Comment 15 Oriol Vilarrubi 2025-06-25 12:18:41 MDT

Hi Yann,

The fix fro cgroup/v1 is in slurm 25.05, not 24.11.5, so I guess then that you are using cgroup/v2. If that is the case, then please also attach your gres.conf

Thanks.

Comment 16 Yann 2025-06-25 14:22:51 MDT

I think we are using cgroup/v2. We didn't set CgroupPlugin but by default it is indicated it is "autodetect". To be sure, I've set it in slurmd to cgroup/v2.

Extract of cgroup.conf
[...]
NodeName=gpu009 Name=gpu AutoDetect=nvml
NodeName=gpu010 Name=gpu AutoDetect=nvml
NodeName=gpu011 Name=gpu AutoDetect=nvml File=/dev/nvidia[0-1]
NodeName=gpu012 Name=gpu AutoDetect=nvml
NodeName=gpu013 Name=gpu AutoDetect=nvml
NodeName=gpu014 Name=gpu AutoDetect=nvml
NodeName=gpu015 Name=gpu AutoDetect=nvml
NodeName=gpu016 Name=gpu AutoDetect=nvml
NodeName=gpu017 Name=gpu AutoDetect=nvml
NodeName=gpu018 Name=gpu AutoDetect=nvml
NodeName=gpu019 Name=gpu AutoDetect=nvml
NodeName=gpu020 Name=gpu AutoDetect=nvml
NodeName=gpu021 Name=gpu AutoDetect=nvml
NodeName=gpu022 Name=gpu AutoDetect=nvml
NodeName=gpu023 Name=gpu AutoDetect=nvml
NodeName=gpu024 Name=gpu AutoDetect=nvml
NodeName=gpu025 Name=gpu AutoDetect=nvml
NodeName=gpu026 Name=gpu AutoDetect=nvml
NodeName=gpu027 Name=gpu AutoDetect=nvml File=/dev/nvidia0
NodeName=gpu027 Name=gpu AutoDetect=nvml File=/dev/nvidia[1-2]
NodeName=gpu028 Name=gpu AutoDetect=nvml
NodeName=gpu029 Name=gpu AutoDetect=nvml
NodeName=gpu030 Name=gpu AutoDetect=nvml File=/dev/nvidia[0-3]
NodeName=gpu031 Name=gpu AutoDetect=nvml
[...]

Maybe worth to notice: we have issue with gpu030 and gpu011 only.
I've tried to remove the File pragma from gpu030 and restart slurmctld and slurmd, same issue. I've try to do scontrol reconfigure gpu027 and it stay idle.

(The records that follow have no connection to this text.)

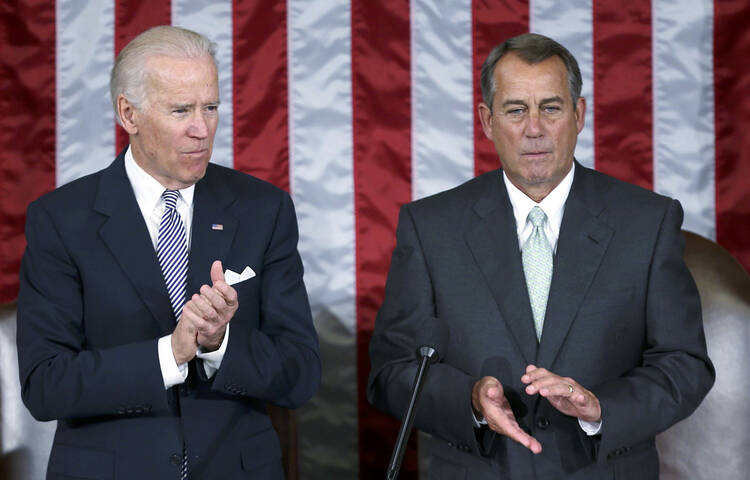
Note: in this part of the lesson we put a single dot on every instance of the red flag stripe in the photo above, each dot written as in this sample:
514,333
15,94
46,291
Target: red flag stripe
132,18
27,136
260,90
623,117
493,22
381,112
732,111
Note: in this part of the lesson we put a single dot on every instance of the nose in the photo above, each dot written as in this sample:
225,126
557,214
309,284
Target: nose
198,127
533,124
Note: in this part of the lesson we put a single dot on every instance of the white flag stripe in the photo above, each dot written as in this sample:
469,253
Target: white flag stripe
684,147
84,58
214,20
441,86
322,183
571,24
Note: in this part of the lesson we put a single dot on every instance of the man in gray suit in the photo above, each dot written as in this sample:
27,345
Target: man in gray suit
575,326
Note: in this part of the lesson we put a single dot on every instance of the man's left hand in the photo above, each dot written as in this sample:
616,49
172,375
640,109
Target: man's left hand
564,393
212,309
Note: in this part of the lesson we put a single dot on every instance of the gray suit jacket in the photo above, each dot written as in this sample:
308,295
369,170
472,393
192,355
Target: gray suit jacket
623,319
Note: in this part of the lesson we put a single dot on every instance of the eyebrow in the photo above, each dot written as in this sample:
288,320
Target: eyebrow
190,105
544,101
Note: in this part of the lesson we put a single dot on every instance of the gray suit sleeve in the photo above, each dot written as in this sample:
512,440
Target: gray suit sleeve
675,373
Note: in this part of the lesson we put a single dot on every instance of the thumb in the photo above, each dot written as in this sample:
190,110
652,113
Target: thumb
217,272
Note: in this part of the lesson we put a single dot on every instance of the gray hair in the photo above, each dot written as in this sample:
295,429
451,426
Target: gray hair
532,48
129,73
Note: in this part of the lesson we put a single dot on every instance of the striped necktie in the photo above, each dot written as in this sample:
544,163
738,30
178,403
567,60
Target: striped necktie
537,267
171,249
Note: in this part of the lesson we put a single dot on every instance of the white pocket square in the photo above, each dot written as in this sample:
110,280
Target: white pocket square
233,277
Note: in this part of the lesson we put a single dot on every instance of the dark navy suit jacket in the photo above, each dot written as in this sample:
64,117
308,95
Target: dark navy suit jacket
623,319
93,304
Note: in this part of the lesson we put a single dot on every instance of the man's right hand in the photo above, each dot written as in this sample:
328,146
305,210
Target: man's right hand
488,401
184,341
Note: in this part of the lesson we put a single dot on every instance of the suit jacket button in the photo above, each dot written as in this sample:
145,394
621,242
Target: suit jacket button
542,423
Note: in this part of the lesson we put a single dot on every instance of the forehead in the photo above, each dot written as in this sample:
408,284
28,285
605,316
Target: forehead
517,79
182,77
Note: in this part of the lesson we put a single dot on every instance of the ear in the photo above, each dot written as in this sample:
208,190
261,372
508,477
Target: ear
485,116
580,113
127,113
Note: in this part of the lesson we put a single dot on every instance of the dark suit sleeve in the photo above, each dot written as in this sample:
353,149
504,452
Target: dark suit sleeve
675,373
60,376
279,361
445,403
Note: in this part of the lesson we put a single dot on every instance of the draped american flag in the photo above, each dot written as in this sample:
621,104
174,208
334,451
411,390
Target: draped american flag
358,106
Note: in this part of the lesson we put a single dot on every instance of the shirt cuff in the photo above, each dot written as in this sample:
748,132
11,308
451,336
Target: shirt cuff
171,373
478,422
212,360
591,428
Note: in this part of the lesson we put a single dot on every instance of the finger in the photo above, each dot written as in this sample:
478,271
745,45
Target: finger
561,389
511,429
217,272
205,308
535,374
228,292
198,324
549,385
213,298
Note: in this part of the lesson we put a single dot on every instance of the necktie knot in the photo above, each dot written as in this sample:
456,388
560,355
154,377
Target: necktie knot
537,217
170,198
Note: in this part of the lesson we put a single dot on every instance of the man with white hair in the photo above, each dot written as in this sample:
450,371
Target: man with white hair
162,304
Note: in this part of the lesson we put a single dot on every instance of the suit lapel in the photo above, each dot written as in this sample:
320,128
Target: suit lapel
213,230
125,234
494,245
583,240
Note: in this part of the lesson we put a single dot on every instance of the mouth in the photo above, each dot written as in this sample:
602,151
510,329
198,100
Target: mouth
535,154
196,153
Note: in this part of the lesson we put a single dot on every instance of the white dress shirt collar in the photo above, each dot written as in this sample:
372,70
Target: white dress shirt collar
147,189
553,205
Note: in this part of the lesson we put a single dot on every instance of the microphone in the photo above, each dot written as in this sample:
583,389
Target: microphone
431,340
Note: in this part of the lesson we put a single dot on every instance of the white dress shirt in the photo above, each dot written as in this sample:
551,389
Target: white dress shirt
148,193
553,206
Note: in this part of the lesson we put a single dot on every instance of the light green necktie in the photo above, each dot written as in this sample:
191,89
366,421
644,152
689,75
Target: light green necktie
537,266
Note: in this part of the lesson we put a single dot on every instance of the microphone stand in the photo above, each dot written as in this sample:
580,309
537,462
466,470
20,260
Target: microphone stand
427,355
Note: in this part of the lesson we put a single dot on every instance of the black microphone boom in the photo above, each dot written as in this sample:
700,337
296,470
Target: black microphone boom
427,352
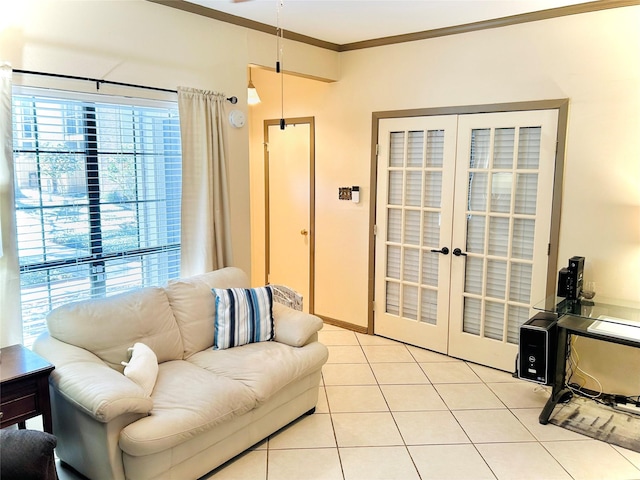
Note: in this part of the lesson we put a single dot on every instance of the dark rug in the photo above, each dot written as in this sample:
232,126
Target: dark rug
585,416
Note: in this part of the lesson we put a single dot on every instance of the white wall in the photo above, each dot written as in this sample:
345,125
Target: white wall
592,59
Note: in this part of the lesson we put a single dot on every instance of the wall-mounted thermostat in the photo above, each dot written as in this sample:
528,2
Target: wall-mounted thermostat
237,118
355,194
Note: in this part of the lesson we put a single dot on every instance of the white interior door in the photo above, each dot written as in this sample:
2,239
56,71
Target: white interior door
481,186
414,214
289,208
503,195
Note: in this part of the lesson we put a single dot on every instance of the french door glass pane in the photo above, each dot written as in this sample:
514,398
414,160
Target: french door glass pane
503,148
517,316
435,148
430,262
478,191
393,262
415,149
520,284
410,302
431,230
496,279
429,306
475,233
396,149
395,188
494,320
472,313
413,188
522,239
394,225
480,148
526,193
412,227
433,189
501,192
529,148
474,273
392,298
411,265
498,236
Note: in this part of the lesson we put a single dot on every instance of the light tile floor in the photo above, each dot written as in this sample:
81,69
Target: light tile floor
392,411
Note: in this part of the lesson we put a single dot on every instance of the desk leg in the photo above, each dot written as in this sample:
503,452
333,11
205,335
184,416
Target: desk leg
558,390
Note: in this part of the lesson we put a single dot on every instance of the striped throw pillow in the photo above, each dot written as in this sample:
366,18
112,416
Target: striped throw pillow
243,315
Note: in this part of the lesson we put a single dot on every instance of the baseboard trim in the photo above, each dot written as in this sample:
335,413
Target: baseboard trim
341,324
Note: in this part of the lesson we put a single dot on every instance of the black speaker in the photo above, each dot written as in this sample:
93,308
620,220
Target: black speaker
536,355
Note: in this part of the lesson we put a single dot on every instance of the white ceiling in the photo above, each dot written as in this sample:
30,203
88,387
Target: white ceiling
347,21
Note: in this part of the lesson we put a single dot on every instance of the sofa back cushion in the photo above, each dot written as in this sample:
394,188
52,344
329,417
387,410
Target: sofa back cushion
194,307
108,327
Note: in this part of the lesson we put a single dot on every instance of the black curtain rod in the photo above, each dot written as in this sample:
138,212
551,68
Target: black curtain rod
98,82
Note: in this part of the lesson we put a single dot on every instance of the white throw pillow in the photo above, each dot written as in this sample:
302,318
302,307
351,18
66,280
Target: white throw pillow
142,368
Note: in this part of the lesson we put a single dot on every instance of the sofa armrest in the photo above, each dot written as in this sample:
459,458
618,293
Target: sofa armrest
91,385
293,327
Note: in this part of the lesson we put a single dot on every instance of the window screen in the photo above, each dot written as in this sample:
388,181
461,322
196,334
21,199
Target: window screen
98,187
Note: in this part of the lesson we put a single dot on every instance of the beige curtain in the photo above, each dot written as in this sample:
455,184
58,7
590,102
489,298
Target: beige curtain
206,227
10,316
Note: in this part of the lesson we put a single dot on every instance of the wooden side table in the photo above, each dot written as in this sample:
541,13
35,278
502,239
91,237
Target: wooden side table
24,387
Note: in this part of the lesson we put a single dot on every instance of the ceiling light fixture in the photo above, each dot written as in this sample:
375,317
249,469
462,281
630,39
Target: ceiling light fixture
252,94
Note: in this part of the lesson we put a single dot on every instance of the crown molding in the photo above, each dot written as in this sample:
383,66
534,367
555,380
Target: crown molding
408,37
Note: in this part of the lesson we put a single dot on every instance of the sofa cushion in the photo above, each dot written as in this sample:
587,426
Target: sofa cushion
243,315
187,401
108,327
264,367
142,367
194,306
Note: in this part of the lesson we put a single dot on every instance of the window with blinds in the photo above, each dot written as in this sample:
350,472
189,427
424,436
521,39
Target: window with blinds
98,187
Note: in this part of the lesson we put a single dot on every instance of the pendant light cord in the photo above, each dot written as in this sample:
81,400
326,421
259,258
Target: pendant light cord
279,55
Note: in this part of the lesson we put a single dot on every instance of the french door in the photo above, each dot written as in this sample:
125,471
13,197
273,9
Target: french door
463,224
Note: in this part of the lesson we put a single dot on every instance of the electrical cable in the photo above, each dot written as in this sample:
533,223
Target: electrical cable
579,389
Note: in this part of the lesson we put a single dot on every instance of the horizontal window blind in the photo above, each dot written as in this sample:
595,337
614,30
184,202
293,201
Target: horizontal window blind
98,188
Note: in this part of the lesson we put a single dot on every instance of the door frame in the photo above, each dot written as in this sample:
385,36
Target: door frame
312,198
562,105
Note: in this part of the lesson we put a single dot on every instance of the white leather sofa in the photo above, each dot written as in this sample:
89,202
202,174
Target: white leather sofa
206,405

Another interesting things I just figured out: gpu027 and gpu030 doesn't have the same number of NUMA nodes even if it is the same GPU. GPU030 has 4 NUMA nodes and gpu027 one. I don't know why, maybe this is something that can be modified in the bios, as both nodes are strictly identical regarding the OS.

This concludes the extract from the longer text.